LITERATUR - Johannes von Kries, Über die materiellen Grundlagen der Bewußtseinserscheinungen, Tübingen und Leipzig 1901
    Anmerkungen
    1) Die auf diesen und anderen Gebieten bestehenden Verschiedenheiten der Auffassung hat man mit Vorliebe als den Gegensatz physiologischer und psychologischer Erklärung bezeichnet, eine Gegenüberstellung, die niemals ganz zutreffend war und bei fortgeschrittener Untersuchung gewiß durch eine neue zu ersetzen sein wird. Denn auch HELMHOLTZ, den man als den Führer psychologischer Theorien zu nennen und anzugreifen pflegt, war wohl nicht der Meinung, daß alles, was er psychologisch auffasste, die physiologische Interpretation definitiv und prinzipiell ausschlösse. Ihm waren nur eine Anzahl von Besonderheiten, namentlich wohl gerade die Veränderlichkeit der Zusammenhänge, der Hinweis auf Vorgänge anderer hoch komplizierter und von den Vorgängen in den Nervenfasernn prinzipiell unterschiedener Art. In der modernen Terminologie könnte man sagen, daß die alten Kontroversenn darauf hinausliefen, wie weit Lokalisation, Kontrast etc. auf subkortikalen [unterhalb der Großhirnrinde - wp] Vorgängen beruhen, wie weit sie mit interkortikalen Vorgängen zusammenhängen.
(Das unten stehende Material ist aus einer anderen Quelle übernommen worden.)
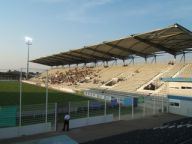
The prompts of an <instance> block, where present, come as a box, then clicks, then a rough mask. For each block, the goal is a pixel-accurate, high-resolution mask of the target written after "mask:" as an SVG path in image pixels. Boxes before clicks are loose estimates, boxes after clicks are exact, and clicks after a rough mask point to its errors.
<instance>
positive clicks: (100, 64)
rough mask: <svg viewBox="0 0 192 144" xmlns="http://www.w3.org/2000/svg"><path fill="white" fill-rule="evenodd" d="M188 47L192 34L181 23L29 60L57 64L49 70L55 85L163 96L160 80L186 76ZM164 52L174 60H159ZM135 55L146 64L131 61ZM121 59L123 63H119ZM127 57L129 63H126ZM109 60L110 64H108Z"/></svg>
mask: <svg viewBox="0 0 192 144" xmlns="http://www.w3.org/2000/svg"><path fill="white" fill-rule="evenodd" d="M191 47H192V33H191V32H190V31H189V30H187V29H186V28H184V27H183V26H181V25H179V24H174V25H172V26H169V27H167V28H163V29H158V30H154V31H151V32H147V33H142V34H134V35H131V36H128V37H125V38H121V39H118V40H113V41H109V42H106V41H105V42H103V43H100V44H97V45H91V46H86V47H83V48H80V49H77V50H71V51H67V52H62V53H59V54H54V55H51V56H46V57H42V58H38V59H35V60H32V61H31V62H33V63H38V64H43V65H47V66H51V67H53V66H56V68H52V69H51V70H49V83H50V85H56V86H58V87H65V88H69V89H73V90H85V89H91V88H97V89H104V90H114V91H120V92H131V93H133V92H134V93H135V92H136V93H145V94H148V93H154V94H157V93H158V94H160V95H166V86H165V85H164V84H165V82H163V81H160V80H159V79H160V78H162V77H177V76H181V77H189V76H190V74H191V73H190V70H191V66H192V64H191V63H186V60H185V59H186V54H187V53H190V52H191V50H192V49H191ZM165 53H168V54H171V55H172V56H173V59H170V61H169V62H168V63H158V62H157V60H156V58H157V56H160V55H163V54H165ZM178 55H182V57H181V60H182V62H180V63H177V62H176V61H175V59H176V57H177V56H178ZM138 57H139V58H144V60H145V63H143V64H142V63H140V64H134V61H135V58H138ZM149 58H152V62H153V63H147V60H148V59H149ZM121 60H122V62H123V66H122V65H120V62H119V61H121ZM126 60H127V61H129V64H126V62H125V61H126ZM110 62H111V63H112V64H111V65H109V64H108V63H110ZM101 63H103V65H101ZM81 64H83V65H81ZM88 64H92V65H88ZM66 65H68V66H69V67H66ZM71 65H72V66H71ZM78 65H81V66H78ZM59 66H61V68H59ZM31 80H32V81H35V82H44V81H45V75H43V74H42V75H38V76H37V77H35V78H33V79H31Z"/></svg>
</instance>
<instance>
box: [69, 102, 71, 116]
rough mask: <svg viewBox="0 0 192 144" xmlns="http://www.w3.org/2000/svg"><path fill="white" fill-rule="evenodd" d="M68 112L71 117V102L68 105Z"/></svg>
mask: <svg viewBox="0 0 192 144" xmlns="http://www.w3.org/2000/svg"><path fill="white" fill-rule="evenodd" d="M68 106H69V107H68V112H69V115H70V114H71V102H69V105H68Z"/></svg>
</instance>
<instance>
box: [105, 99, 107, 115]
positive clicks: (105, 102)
mask: <svg viewBox="0 0 192 144" xmlns="http://www.w3.org/2000/svg"><path fill="white" fill-rule="evenodd" d="M106 115H107V100H106V96H105V109H104V116H106Z"/></svg>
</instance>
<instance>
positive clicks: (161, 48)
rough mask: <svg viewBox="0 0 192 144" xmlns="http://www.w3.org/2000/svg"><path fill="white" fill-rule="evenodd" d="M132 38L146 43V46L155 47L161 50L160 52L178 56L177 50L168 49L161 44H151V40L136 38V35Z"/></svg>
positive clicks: (138, 36) (155, 43)
mask: <svg viewBox="0 0 192 144" xmlns="http://www.w3.org/2000/svg"><path fill="white" fill-rule="evenodd" d="M132 37H133V38H134V39H136V40H138V41H140V42H143V43H145V44H147V45H150V46H152V47H155V48H157V49H159V50H162V51H166V52H167V53H170V54H172V55H176V54H177V52H176V51H175V50H172V49H169V48H167V47H165V46H162V45H161V44H156V43H153V42H151V41H149V40H146V39H143V38H141V37H139V36H134V35H132Z"/></svg>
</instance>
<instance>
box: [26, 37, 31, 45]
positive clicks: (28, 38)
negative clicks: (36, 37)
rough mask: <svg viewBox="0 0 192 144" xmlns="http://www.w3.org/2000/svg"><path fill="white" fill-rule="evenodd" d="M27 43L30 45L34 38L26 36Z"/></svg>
mask: <svg viewBox="0 0 192 144" xmlns="http://www.w3.org/2000/svg"><path fill="white" fill-rule="evenodd" d="M25 43H26V44H28V45H32V38H30V37H28V36H26V37H25Z"/></svg>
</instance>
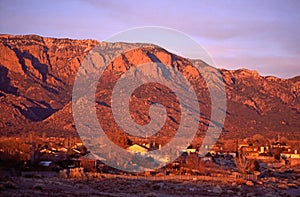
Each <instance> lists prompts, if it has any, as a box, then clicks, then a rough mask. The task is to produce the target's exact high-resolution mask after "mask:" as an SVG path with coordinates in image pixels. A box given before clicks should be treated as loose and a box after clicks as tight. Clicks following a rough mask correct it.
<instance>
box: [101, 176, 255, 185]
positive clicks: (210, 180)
mask: <svg viewBox="0 0 300 197" xmlns="http://www.w3.org/2000/svg"><path fill="white" fill-rule="evenodd" d="M101 176H102V177H105V178H124V179H144V180H153V181H164V180H178V181H188V180H192V181H198V180H201V181H216V182H223V183H227V182H235V181H237V180H238V179H244V180H257V175H252V174H251V175H247V174H245V175H242V174H225V175H224V174H212V175H210V176H202V175H169V176H166V175H163V176H130V175H119V174H101Z"/></svg>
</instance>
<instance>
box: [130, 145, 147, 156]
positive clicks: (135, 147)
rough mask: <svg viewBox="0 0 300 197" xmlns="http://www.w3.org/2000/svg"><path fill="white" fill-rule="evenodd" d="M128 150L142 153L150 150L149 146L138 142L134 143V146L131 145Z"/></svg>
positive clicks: (132, 151) (138, 152) (140, 153)
mask: <svg viewBox="0 0 300 197" xmlns="http://www.w3.org/2000/svg"><path fill="white" fill-rule="evenodd" d="M127 150H129V151H131V152H133V153H140V154H141V155H143V154H145V153H146V152H148V148H147V147H144V146H141V145H138V144H134V145H132V146H129V147H128V148H127Z"/></svg>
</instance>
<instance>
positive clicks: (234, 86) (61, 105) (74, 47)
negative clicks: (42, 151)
mask: <svg viewBox="0 0 300 197" xmlns="http://www.w3.org/2000/svg"><path fill="white" fill-rule="evenodd" d="M97 44H99V42H98V41H95V40H70V39H55V38H43V37H40V36H36V35H27V36H11V35H0V111H1V115H0V131H1V135H18V134H20V133H23V132H29V131H36V132H43V131H46V132H47V133H49V135H63V134H64V133H66V132H68V133H73V134H76V132H75V131H76V129H75V126H74V121H73V117H72V108H71V96H72V87H73V83H74V80H75V75H76V73H77V71H78V68H79V66H80V64H81V63H82V61H83V59H84V57H85V56H86V54H87V53H88V52H89V51H90V50H91V49H92V48H93V47H94V46H96V45H97ZM116 45H118V43H117V44H116ZM120 46H122V45H121V44H120ZM147 62H161V63H164V64H167V65H171V66H173V67H176V69H178V70H179V71H180V72H182V73H183V74H184V75H185V76H186V77H187V78H188V79H189V81H190V82H191V84H192V85H193V87H194V89H195V90H196V92H197V96H198V98H199V101H200V102H199V106H200V108H201V117H200V126H199V136H201V135H202V133H204V132H205V130H206V129H207V127H208V124H209V118H210V99H209V94H208V92H207V87H206V83H205V81H203V79H202V78H201V77H199V73H198V71H197V70H196V69H195V68H193V66H192V63H191V62H193V61H192V60H188V59H184V58H182V57H179V56H177V55H174V54H171V53H169V52H168V51H166V50H164V49H162V48H160V47H157V46H152V45H151V46H144V47H140V48H139V49H136V50H133V51H129V52H127V53H125V54H122V55H120V56H119V57H118V58H116V59H115V60H114V61H113V62H112V63H111V64H110V65H109V67H108V69H107V73H106V74H107V75H105V74H104V75H103V77H102V78H101V79H100V81H99V85H98V91H97V94H96V102H97V105H96V108H97V113H98V115H99V117H98V118H99V122H100V124H101V125H102V126H103V128H104V130H105V129H107V131H108V132H111V133H114V132H115V133H119V132H122V131H120V128H118V126H117V125H116V123H114V120H113V117H112V113H111V103H110V95H111V89H112V86H113V85H114V84H115V82H116V80H117V79H118V77H120V75H121V74H122V73H124V72H125V71H126V70H128V69H129V68H130V67H132V66H136V65H139V64H143V63H147ZM202 64H203V65H205V63H203V62H202ZM206 68H209V67H206ZM206 73H207V76H208V77H210V79H211V80H212V81H213V80H220V79H216V78H215V75H214V73H213V71H212V70H210V69H208V70H207V71H206ZM221 73H222V75H223V79H224V82H225V85H226V94H227V115H226V120H225V125H224V129H223V133H222V136H223V137H225V138H233V137H236V136H237V137H245V136H249V135H253V134H256V133H260V134H262V135H264V136H267V137H275V136H277V134H279V133H280V134H282V135H285V136H287V137H288V138H293V139H298V140H300V121H299V120H300V98H299V93H300V76H298V77H295V78H292V79H280V78H276V77H271V76H270V77H263V76H260V75H259V74H258V73H257V72H255V71H250V70H246V69H241V70H233V71H231V70H224V69H222V70H221ZM159 98H160V99H159ZM155 99H158V100H155ZM153 102H161V103H162V104H163V105H165V106H166V107H167V112H168V118H167V122H166V125H165V127H164V128H163V129H164V130H165V131H164V132H162V133H161V134H160V135H158V136H160V137H164V135H166V136H169V137H171V136H172V135H174V133H175V132H176V128H178V124H179V123H180V118H179V116H180V110H179V109H180V107H179V106H178V102H177V100H176V97H174V95H172V94H170V91H169V90H168V89H167V88H164V87H160V86H159V85H154V86H153V85H152V86H151V85H150V86H145V87H144V89H143V88H141V89H139V90H137V91H135V93H134V95H133V96H132V100H131V102H130V109H131V112H132V118H133V119H134V120H135V121H136V122H137V123H139V124H146V123H147V122H149V116H148V109H149V106H150V105H151V103H153ZM100 112H101V113H100ZM100 114H101V117H102V118H101V117H100ZM103 114H105V115H106V117H105V118H104V119H103ZM202 131H203V132H202Z"/></svg>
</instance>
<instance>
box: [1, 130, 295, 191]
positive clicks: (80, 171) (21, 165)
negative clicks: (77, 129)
mask: <svg viewBox="0 0 300 197" xmlns="http://www.w3.org/2000/svg"><path fill="white" fill-rule="evenodd" d="M259 137H260V136H258V138H259ZM12 140H14V142H15V144H13V143H11V141H12ZM9 141H10V143H9V144H10V145H8V142H9ZM250 141H251V140H250ZM250 141H249V140H248V143H246V142H245V141H242V142H239V141H236V145H235V146H236V151H231V152H230V151H226V150H224V148H223V147H222V145H221V144H218V143H217V144H216V145H214V146H212V147H209V146H205V148H207V150H208V151H207V154H206V155H205V156H204V157H199V155H198V154H199V153H198V151H199V146H189V147H187V148H186V149H185V150H183V151H182V153H181V156H180V157H178V158H177V159H176V160H175V161H173V162H172V163H170V164H169V165H167V166H165V167H163V168H161V169H157V170H155V171H146V172H143V173H133V172H124V171H120V170H117V169H114V168H112V167H110V166H108V165H106V164H105V162H103V161H100V160H97V159H96V158H95V157H94V156H93V154H91V153H90V152H89V151H88V150H87V149H86V147H85V146H84V145H83V143H82V142H80V141H79V140H76V139H75V138H71V137H67V138H55V137H45V136H42V137H33V136H32V135H29V136H28V138H26V140H25V141H24V140H23V139H22V140H21V139H20V138H11V139H10V138H5V140H4V139H2V140H1V142H0V144H1V149H0V159H1V161H5V162H1V171H0V175H1V177H13V176H19V177H24V178H25V179H26V178H37V177H38V178H57V179H59V180H74V179H75V180H103V179H116V178H119V179H126V180H127V179H129V180H135V181H136V180H146V181H166V180H169V181H172V180H176V181H201V182H204V183H207V184H212V183H213V185H215V184H216V183H222V184H224V183H225V184H230V185H231V186H234V187H235V188H236V186H238V185H245V186H246V187H250V188H251V187H255V186H256V185H258V186H264V187H271V188H276V191H277V190H278V191H279V192H282V194H285V192H288V191H291V192H292V193H293V192H296V191H298V190H297V189H298V187H299V184H300V183H299V180H300V179H299V178H300V171H299V166H300V154H299V152H298V150H296V149H293V148H292V147H291V146H290V145H288V144H287V143H286V142H281V141H280V136H279V137H278V139H277V140H276V141H274V142H272V143H270V144H264V145H258V143H250ZM160 148H161V145H160V144H156V143H153V142H152V143H147V144H146V143H142V144H137V143H134V144H132V145H130V146H128V148H127V151H131V152H132V153H137V154H143V153H145V152H147V151H151V150H153V149H160ZM13 185H14V184H13V183H12V182H9V181H8V182H4V184H3V185H2V186H1V187H12V188H13V187H14V186H13ZM217 186H218V185H217ZM217 186H214V187H213V188H212V190H211V193H214V194H221V193H224V191H223V189H222V188H220V187H217ZM153 187H158V186H153ZM239 187H241V186H239ZM0 189H1V188H0ZM227 192H229V193H228V194H232V193H236V192H237V194H240V195H242V194H243V193H242V191H231V190H230V189H229V190H228V191H227ZM252 193H253V192H252ZM252 193H251V192H248V196H249V195H250V196H251V195H252ZM271 193H272V192H271ZM271 193H270V194H271ZM253 196H254V195H253Z"/></svg>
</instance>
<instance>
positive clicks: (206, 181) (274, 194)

Und überall da, wo spätere Erweiterung und Vertiefung unseres Wissens eine wesentliche Beteiligung interkortikaler [in der Zwischenhirnrinde - wp] Vorgänge mit ihren eigenartigen und komplizierten Gesetzen herausstellen wird oder schon herausgestellt hat, da wird eine zutreffende historische Betrachtung eine Bestätigung dessen anzuerkennen haben, was damals die psychologischen Theorien, freilich noch in anderer Sprache redend, behaupteten.